И он решительно направился в кабинет; там усадил Николая в кресло и несколько раз молча прошелся по ковру.
— Я понял, что вас волнует, — сказал он, наконец. — «Эксперименты над трупом собственной дочери»… «Кощунство, жестокость»… «Ученый-маньяк, потерявший человеческий облик!» Все это я хорошо знаю, Николай Арсентьевич, слишком хорошо. Теперь слушайте… Я был в ваших летах, когда лишился отца. Он умирал медленно, долго, несколько месяцев, от злого и упорного процесса в легких. С каждым днем в его организме становилось все меньше и меньше жизни, несмотря на то, что все делалось для его спасения: прекрасный уход, отдельная палата в лучшей больнице Москвы, наблюдение известного и очень уважаемого специалиста профессора Курнакова. Он смотрел отца почти каждый день, и все его указания выполнялись лечащими врачами с необычайной пунктуальностью. Я сам почти не выходил из больницы и следил за лечением. Сначала только следил. Потом мне сказали, что положение безнадежно…

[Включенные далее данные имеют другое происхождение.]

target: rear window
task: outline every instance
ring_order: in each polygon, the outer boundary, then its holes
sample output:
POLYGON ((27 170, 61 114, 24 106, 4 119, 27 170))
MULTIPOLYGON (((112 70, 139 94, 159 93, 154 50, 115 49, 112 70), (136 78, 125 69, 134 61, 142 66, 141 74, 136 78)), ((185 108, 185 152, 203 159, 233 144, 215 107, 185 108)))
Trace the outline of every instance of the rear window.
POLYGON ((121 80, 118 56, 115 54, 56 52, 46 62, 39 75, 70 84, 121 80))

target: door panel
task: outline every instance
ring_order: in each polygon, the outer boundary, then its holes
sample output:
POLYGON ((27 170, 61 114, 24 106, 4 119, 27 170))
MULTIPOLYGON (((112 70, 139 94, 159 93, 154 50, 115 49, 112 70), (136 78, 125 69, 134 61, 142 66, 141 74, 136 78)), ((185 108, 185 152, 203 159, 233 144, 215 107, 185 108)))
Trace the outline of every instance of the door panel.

Я еще не был тогда врачом, но широко интересовался медициной, ее новейшими открытиями, кое-что смыслил в ней и глубоко верил в неисчерпаемые возможности этой науки. Думаю и теперь, Николай Арсентьевич, что я был прав… Каким жалким показалось мне тогда все то «классическое» лечение, за которым люди, точно следуя букве учебника, скрывали отсутствие инициативы и свое полнейшее бессилие справиться с болезнью. И вот я бросился сам действовать. Я метался по столице, разыскивая среди медиков новаторов, передовых людей, изобретателей, людей, ищущих и находящих нечто новое, не всегда объяснимое с точки зрения канонов классической, «университетской» науки. Эти люди делали, так называемые «чудеса», то есть исцеляли больных, признанных безнадежными. Одни из них аккумулировали энергию солнечной радиации в химических реакциях веществ, которые потом вводили в организм больного, чтобы повысить его сопротивляемость разрушительному началу. Другие достигали этого воздействием радиоактивных минералов. Третьи практически доказывала справедливость идеи о влиянии нервных воздействий на больного. Я внимательно выслушивал их теоретические обоснования, собирал советы, приходил в больницу и требовал применения этих новых методов лечения, так как видел, что там врачи во главе с профессором уже сложили оружие перед неизбежным, с их точки зрения, концом. Мне отказывали. «Мы делаем все, что в таких случаях наука считает необходимым, — говорили они. — И мы не можем допустить в клинике применения недостаточно проверенных методов». «Но ведь ваши хорошо проверенные методы не помогают?!» — возмущался я. Между тем жизнь неуклонно замирала в совсем уже слабом теле отца. В отчаянии я продолжал настаивать. Наконец, у меня произошел решительный разговор с профессором Курнаковым — да будет проклято это имя, ставшее для меня синонимом казенщины, реакционности, ограниченности в медицине! «Что же, — вскричал он тоном благородного негодования, — неужели вы хотите, чтобы я начал экспериментировать над вашим умирающим отцом?!»